Annotation#
Annotations play a crucial role in machine learning projects. If you’re unhappy with your model’s performance, annotating new samples is the best first step to improving it.
How Should I Annotate Images?#
For quick annotations of a few images, we recommend using QGIS or ArcGIS, either as projected or unprojected data. You can create a shapefile for each image.
QGIS annotation example.#
Label Studio#
For long-term projects, we recommend using Label Studio as an annotation platform. It offers many useful features and is easy to set up.
Label Studio annotation platform.#
Do I Need to Annotate All Objects in My Image?#
Yes! Object detection models use non-annotated areas of an image as negative data. While annotating all objects in an image can be challenging, missing annotations will cause the model to ignore objects that should be treated as positive samples, leading to poor performance.
How Can I Speed Up Annotation?#
Select Important Images: Duplicate backgrounds or objects contribute little to model generalization. Focus on gathering a wide variety of object appearances.
Avoid Over-splitting Labels: Often, using a superclass for detection followed by a separate model for classification is more effective. See the
`CropModel<CropModel.md>`_ for an example.Balance Accuracy and Practicality: Depending on the goal (e.g., object counting or detection), keypoints can sometimes be used instead of precise boxes to simplify the process.
Quick Video on Annotating Images#
Here is a video demonstrating a simple way to annotate images:
Converting Shapefile Annotations to DataFrame#
You can convert shapefile points into bounding box annotations using the following code:
df = shapefile_to_annotations(
shapefile="annotations.shp",
rgb="image_path",
convert_to_boxes=True,
buffer_size=0.15
)
Cutting Large Tiles into Pieces#
Annotating large airborne imagery can be challenging. DeepForest has a utility to crop images into smaller, more manageable chunks.
raster = get_data("2019_YELL_2_528000_4978000_image_crop2.png")
output_crops = preprocess.split_raster(
path_to_raster=raster,
annotations_file=None,
save_dir=tmpdir,
patch_size=500,
patch_overlap=0
)
Starting Annotations from Pre-labeled Imagery#
You can speed up new annotations by starting with model predictions.
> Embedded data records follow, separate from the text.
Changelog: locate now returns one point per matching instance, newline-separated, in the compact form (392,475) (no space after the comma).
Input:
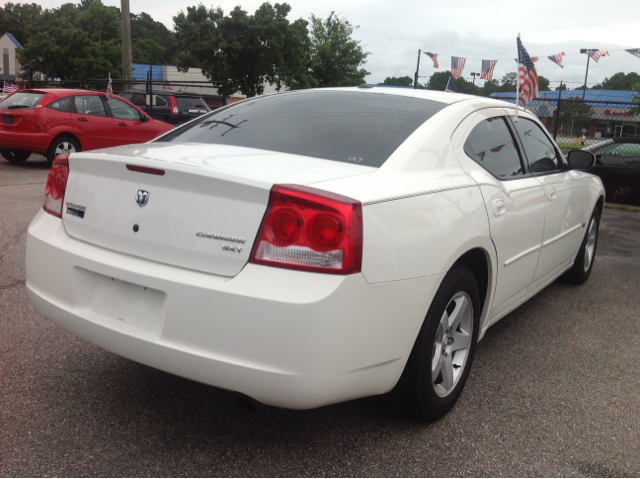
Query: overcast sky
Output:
(393,31)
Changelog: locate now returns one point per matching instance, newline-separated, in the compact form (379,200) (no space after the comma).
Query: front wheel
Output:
(15,156)
(582,266)
(441,358)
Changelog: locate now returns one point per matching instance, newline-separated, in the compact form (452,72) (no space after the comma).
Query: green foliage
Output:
(400,81)
(75,42)
(249,50)
(152,42)
(19,19)
(336,57)
(619,81)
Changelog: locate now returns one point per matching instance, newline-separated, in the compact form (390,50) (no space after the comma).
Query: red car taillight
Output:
(310,230)
(56,186)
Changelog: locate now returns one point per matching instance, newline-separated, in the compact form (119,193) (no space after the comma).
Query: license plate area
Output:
(122,302)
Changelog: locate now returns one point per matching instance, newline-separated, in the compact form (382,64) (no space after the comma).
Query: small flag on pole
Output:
(434,57)
(487,69)
(527,76)
(595,56)
(109,88)
(634,51)
(557,59)
(457,65)
(9,88)
(451,88)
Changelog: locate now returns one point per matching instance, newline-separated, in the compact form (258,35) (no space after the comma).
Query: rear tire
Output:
(15,156)
(583,265)
(442,355)
(62,144)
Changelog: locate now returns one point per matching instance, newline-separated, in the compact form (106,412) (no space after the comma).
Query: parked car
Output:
(318,246)
(55,121)
(171,107)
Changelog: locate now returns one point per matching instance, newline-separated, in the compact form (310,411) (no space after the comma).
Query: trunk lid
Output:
(202,214)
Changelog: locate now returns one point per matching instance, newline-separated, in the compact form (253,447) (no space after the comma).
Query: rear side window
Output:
(491,145)
(21,101)
(540,151)
(60,105)
(351,127)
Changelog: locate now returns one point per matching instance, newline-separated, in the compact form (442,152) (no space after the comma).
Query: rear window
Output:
(192,105)
(21,101)
(351,127)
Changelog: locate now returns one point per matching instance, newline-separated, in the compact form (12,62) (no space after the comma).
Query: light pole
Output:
(587,51)
(125,22)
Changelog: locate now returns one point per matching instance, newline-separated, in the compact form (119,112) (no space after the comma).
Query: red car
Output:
(54,121)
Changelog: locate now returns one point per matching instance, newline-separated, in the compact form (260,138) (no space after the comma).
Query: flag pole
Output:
(518,83)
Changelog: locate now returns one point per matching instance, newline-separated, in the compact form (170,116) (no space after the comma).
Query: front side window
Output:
(89,105)
(491,145)
(60,105)
(350,127)
(122,110)
(541,153)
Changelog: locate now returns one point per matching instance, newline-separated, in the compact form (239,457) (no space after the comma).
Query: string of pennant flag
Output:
(486,72)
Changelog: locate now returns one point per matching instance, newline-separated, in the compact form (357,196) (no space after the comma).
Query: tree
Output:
(75,42)
(248,50)
(336,57)
(619,81)
(400,81)
(19,20)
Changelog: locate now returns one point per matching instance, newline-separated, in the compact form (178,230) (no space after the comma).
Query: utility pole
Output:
(415,80)
(587,51)
(125,21)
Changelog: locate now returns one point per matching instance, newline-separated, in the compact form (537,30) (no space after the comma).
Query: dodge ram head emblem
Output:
(142,197)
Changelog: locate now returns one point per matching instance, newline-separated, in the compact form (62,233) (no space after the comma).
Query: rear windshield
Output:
(21,101)
(351,127)
(192,105)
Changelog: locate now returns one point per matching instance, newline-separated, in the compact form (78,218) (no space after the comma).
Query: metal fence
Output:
(611,129)
(215,93)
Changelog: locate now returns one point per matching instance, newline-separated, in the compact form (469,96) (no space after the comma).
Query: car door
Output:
(514,201)
(128,123)
(90,122)
(564,201)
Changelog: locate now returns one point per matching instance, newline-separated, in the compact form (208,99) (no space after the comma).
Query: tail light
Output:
(56,186)
(310,230)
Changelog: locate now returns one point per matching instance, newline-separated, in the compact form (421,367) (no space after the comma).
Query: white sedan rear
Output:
(313,247)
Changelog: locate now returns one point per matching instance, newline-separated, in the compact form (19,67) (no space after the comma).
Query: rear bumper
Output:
(34,142)
(286,338)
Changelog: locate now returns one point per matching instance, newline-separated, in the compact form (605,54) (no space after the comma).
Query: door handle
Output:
(499,208)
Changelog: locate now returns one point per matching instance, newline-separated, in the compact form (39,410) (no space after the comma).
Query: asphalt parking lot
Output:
(554,391)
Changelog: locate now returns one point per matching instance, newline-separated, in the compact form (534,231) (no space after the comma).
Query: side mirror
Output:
(581,160)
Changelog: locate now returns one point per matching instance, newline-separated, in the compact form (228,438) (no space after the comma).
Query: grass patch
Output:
(630,209)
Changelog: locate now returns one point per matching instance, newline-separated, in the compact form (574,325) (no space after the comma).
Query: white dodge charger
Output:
(318,246)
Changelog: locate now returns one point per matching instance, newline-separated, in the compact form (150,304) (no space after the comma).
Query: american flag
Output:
(434,57)
(527,75)
(457,65)
(597,55)
(450,88)
(487,69)
(9,88)
(634,51)
(557,59)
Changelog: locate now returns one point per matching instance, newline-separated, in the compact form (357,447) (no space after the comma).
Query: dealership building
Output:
(604,113)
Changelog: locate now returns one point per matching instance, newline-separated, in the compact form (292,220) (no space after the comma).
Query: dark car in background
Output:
(618,165)
(170,106)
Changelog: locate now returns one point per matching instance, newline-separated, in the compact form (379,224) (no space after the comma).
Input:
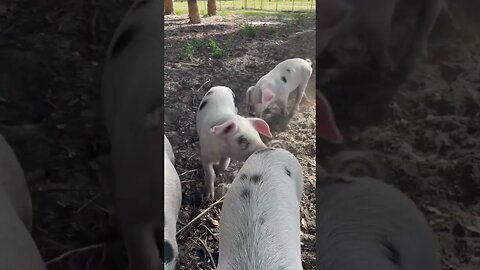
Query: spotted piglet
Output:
(275,87)
(260,224)
(225,135)
(364,224)
(17,248)
(172,201)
Below is an example of predicting detections and saving them as shapefiles, which can then be edited in a tool like QGIS.
from deepforest import main
from deepforest.visualize import plot_predictions
from deepforest.utilities import boxes_to_shapefile
import rasterio as rio
import geopandas as gpd
from glob import glob
import os
import matplotlib.pyplot as plt
import numpy as np
from shapely import geometry
PATH_TO_DIR = "/path/to/directory"
files = glob(f"{PATH_TO_DIR}/*.JPG")
m = main.deepforest(label_dict={"Bird": 0})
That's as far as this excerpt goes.